Szczecin jest najlepszym przykładem. Siatka połączeń musi być radykalnie ograniczona, bo po prostu nie ma komu jeździć tramwajem - mówi Sudolska.

"Odpowiedzialna, stresująca i trudna praca"

Z czego wynikają problemy? Eksperci wskazują dwa czynniki: zbyt niskie wynagrodzenia oraz bardzo trudna i skomplikowana praca.

Jeżeli kurs zaczyna 30 osób, to 15 nie wytrzymuje do końca. Część odpada na etapie nauki praktycznej, inni nie radzą sobie z psychotestami. Jeśli z jednej grupy do pracy przyjmowana jest połowa to uznawane jest to za sukces. Bycie motorniczym to odpowiedzialna, stresująca i trudna praca. Na dodatek pracodawcy nie czują presji ze strony rynku komercyjnego jak np. zajezdnie autobusowe. Nie ma komercyjnych tramwajów, nie ma więc komu konkurować o względy motorniczych na rynku. Bez silnej presji na wzrost wynagrodzeń, samorządy nie czuły się zobligowane do podnoszenia pensji. To spowodowało, że uczyło się coraz mniej motorniczych, a sfrustrowani odchodzili z zawodu - tłumaczy Anna Sudolska.

Motorniczy nie zarabiają kokosów. Są to kwoty od 4600 złotych brutto do 7000 brutto. Warto jednak dodać, że średnia pensja motorniczego waha się od 5500-6000 złotych brutto. - To nie są satysfakcjonujące pieniądze.

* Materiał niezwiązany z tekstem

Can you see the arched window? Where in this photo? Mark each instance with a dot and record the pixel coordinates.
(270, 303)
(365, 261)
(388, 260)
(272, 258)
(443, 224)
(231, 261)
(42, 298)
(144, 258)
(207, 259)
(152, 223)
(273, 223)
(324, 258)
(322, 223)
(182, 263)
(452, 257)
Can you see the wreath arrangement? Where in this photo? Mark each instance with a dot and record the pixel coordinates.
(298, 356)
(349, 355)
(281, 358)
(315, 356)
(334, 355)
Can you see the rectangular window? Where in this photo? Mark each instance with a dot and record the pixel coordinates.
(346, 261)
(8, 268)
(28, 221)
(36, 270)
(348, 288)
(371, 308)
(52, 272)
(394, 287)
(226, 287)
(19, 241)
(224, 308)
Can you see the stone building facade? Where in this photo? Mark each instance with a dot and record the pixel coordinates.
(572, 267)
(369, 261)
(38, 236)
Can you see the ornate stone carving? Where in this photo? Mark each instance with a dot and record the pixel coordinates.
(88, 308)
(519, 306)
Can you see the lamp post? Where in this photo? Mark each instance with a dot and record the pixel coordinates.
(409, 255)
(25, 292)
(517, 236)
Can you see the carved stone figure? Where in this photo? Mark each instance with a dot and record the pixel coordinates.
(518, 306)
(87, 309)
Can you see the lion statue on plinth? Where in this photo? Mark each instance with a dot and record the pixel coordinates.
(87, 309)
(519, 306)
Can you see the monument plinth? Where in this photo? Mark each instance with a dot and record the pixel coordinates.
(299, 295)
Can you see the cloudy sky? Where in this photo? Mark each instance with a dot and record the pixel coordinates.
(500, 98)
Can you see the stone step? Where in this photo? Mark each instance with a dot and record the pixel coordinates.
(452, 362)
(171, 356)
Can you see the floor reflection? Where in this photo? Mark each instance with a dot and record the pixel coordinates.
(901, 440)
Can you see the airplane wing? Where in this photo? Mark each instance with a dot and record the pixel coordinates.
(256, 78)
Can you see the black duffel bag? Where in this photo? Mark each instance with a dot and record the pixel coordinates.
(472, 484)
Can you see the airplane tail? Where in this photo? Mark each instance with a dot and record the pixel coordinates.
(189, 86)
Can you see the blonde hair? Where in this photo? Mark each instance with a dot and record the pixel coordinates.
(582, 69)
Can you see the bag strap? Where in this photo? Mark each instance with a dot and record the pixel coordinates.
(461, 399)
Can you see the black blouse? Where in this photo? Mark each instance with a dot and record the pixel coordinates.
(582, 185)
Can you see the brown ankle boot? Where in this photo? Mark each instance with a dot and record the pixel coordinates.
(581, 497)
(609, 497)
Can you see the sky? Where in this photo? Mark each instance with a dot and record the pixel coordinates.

Nie za tak ciężką i odpowiedzialną pracę. Motorniczy zaczynają prace, ale rezygnują po kilku tygodniach, gdy okazuje się, że poziom stresu jest nieproporcjonalny do zarabianych pieniędzy - podkreśla ekspertka rynku pracy.

Jak dodają specjaliści, jedynie znaczne podniesienie pensji jest w stanie zachęcić ludzi do tej pracy. W zawodzie kierowcy powstała gigantyczna dziura kadrowa, której nie zasypiemy przez najbliższe lata. Nie ma chętnych do nauki tego zawodu, a status kierowcy czy motorniczego nie jest dla młodych ludzi atrakcyjny. Słyszałam już od wielu kandydatów, że wstawanie o 4 rano, brak regularnych przerw i wieczny stres to nie jest zakres konsekwencji zawodowych, który może wynagrodzić pensja na poziomie 5 tysięcy złotych - podsumowuje Sudolska.